Faster Collection.map{} function by 44%

Hi,
default implementation of kotlin map function uses MutableCollection<>.add() method for building of result list. The add method has unnecessary overhead (checking of capacity size, update of size of list,…)

My idea is to use array as target and then convert that into list.
I tried two implementations - one iterator based and one index based and gained 5-15% performance. It is not game changer, but map is quite frequently used function, so it could have real-world impact.

What do you think about this implementation of map functions?

Test code based on GitHub - Kotlin/kotlinx-benchmark: Kotlin multiplatform benchmarking toolkit

package test

import org.openjdk.jmh.annotations.*
import java.util.concurrent.TimeUnit

@State(Scope.Benchmark)
@Fork(1)
@Warmup(iterations = 10)
@Measurement(iterations = 10, time = 1, timeUnit = TimeUnit.SECONDS)
class TestBenchmark {
    private lateinit var data: List<String>

    @Setup
    fun setUp() {
        data = List(100) { it.toString() }
    }

    @Benchmark
    fun mapDefault() {
        data.map { it + it }
    }

    @Benchmark
    fun mapArray1() {
        data.mapArray1 { it + it }
    }

    @Benchmark
    fun mapArray2() {
        data.mapArray2 { it + it }
    }
}

inline fun <T, reified R> List<T>.mapArray1(transform: (T) -> R): List<R> {
    val result = arrayOfNulls<R?>(size)
    for (i in indices)
        result[i] = transform(this[i])
    return result.asList() as List<R>
}


inline fun <T, reified R> Collection<T>.mapArray2(transform: (T) -> R): List<R> {
    val iterator = iterator()
    return Array(size) { transform(iterator.next()) }.asList()
}

mapDefault: 1277464 ops/s - baseline
mapArray2: 1342551 ops/s + ~ 5% ops/s
mapArray1: 1480874 ops/s + ~ 15% ops/s

1 Like

This is interesting, I’ll look into it when I have some free time. Some comments for now:

  1. it + it may a pretty heavy operation compared to what we try to benchmark. My intuition says it should take much more than the mapping itself. I suggest using ints, not strings.
  2. You should either return the results of map or push it into the blackhole. Otherwise, JVM may entirely remove the map() and then you benchmark an empty function.
  3. Arrays also do size checks. If using lists, theoretically we do 2 such checks vs 1, but collections are most probably highly optimized in JVMs, so I wouldn’t assume what we see in the source code is what we run. It is good you looked for benchmarks.

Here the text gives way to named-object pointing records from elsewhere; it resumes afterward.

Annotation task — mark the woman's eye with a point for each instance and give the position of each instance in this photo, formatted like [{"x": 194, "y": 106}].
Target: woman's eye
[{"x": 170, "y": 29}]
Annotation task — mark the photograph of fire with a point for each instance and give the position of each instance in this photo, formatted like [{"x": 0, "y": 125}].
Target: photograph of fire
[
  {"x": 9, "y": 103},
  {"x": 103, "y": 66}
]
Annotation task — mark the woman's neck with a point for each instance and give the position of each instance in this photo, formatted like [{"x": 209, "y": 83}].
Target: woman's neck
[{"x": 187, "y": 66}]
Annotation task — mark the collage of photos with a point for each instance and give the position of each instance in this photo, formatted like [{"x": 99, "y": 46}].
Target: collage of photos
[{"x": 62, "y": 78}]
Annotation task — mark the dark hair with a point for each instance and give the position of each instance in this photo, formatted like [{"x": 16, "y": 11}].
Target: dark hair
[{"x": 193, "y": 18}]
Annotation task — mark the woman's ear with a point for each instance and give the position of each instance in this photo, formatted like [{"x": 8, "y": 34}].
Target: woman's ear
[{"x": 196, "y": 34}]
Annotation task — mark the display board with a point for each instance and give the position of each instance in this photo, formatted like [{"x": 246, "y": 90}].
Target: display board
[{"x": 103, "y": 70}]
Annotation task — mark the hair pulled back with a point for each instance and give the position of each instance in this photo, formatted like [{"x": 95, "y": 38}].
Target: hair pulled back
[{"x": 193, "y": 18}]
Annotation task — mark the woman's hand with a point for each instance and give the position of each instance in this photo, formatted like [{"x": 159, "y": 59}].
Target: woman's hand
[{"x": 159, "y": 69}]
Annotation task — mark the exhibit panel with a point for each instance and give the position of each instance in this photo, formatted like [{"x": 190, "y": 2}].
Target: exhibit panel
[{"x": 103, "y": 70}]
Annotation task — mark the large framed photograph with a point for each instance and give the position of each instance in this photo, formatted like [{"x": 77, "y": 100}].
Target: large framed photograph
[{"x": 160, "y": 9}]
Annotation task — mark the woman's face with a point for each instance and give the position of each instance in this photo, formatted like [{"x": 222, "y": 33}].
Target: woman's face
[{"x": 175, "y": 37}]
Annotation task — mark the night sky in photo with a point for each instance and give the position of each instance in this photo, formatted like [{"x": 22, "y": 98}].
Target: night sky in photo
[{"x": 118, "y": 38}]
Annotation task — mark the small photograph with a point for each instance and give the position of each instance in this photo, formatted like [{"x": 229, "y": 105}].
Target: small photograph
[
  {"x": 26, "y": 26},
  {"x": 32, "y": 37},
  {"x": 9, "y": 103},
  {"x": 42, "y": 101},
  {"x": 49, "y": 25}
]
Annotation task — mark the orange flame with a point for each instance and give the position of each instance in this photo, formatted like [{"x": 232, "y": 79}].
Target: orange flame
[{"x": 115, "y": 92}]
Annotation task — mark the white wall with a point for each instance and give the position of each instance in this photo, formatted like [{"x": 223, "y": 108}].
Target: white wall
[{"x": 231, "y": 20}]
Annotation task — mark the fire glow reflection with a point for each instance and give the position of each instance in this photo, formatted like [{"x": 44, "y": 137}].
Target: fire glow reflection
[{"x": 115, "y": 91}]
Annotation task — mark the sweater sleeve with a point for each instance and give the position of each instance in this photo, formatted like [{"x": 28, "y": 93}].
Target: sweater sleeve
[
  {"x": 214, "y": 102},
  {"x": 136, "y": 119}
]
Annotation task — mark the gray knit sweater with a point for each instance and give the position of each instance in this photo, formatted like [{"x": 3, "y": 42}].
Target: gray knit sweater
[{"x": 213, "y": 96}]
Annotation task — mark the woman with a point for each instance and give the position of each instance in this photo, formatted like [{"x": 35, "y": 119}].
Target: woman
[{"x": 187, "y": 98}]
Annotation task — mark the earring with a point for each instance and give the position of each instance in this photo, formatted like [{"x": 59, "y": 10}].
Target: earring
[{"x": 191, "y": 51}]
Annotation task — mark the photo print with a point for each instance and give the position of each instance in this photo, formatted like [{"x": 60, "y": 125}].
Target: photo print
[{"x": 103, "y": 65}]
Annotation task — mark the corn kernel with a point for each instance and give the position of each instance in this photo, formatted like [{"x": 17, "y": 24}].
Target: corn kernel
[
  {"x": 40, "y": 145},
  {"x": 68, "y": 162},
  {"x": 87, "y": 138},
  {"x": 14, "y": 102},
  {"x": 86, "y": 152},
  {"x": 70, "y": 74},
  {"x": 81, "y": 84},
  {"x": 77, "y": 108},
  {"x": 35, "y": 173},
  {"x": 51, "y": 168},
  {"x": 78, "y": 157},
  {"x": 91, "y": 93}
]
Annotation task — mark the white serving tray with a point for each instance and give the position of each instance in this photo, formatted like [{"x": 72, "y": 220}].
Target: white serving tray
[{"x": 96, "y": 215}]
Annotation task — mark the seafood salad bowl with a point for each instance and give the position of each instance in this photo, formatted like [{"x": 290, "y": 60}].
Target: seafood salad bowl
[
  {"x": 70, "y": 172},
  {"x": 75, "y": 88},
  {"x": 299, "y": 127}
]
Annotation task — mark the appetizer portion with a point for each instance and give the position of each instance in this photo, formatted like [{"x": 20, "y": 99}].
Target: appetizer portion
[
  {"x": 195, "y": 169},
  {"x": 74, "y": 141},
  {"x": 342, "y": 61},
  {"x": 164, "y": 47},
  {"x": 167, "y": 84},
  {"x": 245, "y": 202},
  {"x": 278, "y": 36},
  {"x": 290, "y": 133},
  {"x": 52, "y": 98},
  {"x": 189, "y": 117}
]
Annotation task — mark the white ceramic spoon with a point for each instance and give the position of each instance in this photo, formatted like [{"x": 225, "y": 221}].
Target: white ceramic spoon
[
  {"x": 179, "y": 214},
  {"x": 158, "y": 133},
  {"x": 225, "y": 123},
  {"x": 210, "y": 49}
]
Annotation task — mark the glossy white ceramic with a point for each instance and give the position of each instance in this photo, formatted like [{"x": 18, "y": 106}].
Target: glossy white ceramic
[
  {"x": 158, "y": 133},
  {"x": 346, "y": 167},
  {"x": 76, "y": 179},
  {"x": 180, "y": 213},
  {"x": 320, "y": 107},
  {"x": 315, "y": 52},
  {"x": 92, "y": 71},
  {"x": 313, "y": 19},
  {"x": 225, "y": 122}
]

But generally, I think the idea makes sense.

1 Like

Thanks broot, you are right. Now improvement is even more significant

Performance of mapArray2 is worse than default,
default
mapDefault 3928969 - baseline
mapArray1 5659579 ~ +44%
mapArray2 3279785 ~ -17%

package test

import org.openjdk.jmh.annotations.*
import org.openjdk.jmh.infra.Blackhole
import java.util.concurrent.TimeUnit

@State(Scope.Benchmark)
@Fork(1)
@Warmup(iterations = 10)
@Measurement(iterations = 10, time = 1, timeUnit = TimeUnit.SECONDS)
class TestBenchmark {
    private lateinit var data: List<Int>

    @Setup
    fun setUp() {
        data = List(100) { it }
    }

    @Benchmark
    fun mapDefault(blackhole: Blackhole) {
        blackhole.consume(data.map { it + it })
    }

    @Benchmark
    fun mapArray1(blackhole: Blackhole) {
        blackhole.consume(data.mapArray1 { it + it })
    }

    @Benchmark
    fun mapArray2(blackhole: Blackhole) {
        blackhole.consume(data.mapArray2 { it + it })
    }
}

inline fun <T, reified R> List<T>.mapArray1(transform: (T) -> R): List<R> {
    val result = arrayOfNulls<R?>(size)
    for (i in indices)
        result[i] = transform(this[i])
    return result.asList() as List<R>
}


inline fun <T, reified R> Collection<T>.mapArray2(transform: (T) -> R): List<R> {
    val iterator = iterator()
    return Array(size) { transform(iterator.next()) }.asList()
}

@ybznek
please consider that not all List are instance of RandomAccess.

3 Likes

What is generally better is using a sequence because it isn’t building a collection and just lazily handling one item at a time

1 Like

I wouldn’t say sequences are “generally better”. It is like N*M vs M*N. Of course, at least theoretically we can do it in less CPU cycles and less allocations, but in practice I believe sequences are generally slower as of Kotlin 1.9. Maybe they could be improved in the future, but we are not there yet.

The thrust of the original question was trying to optimize how the allocation is done to speed up the map. If you do not actually need the collection it will generally be “better” because none of that allocation is ever done.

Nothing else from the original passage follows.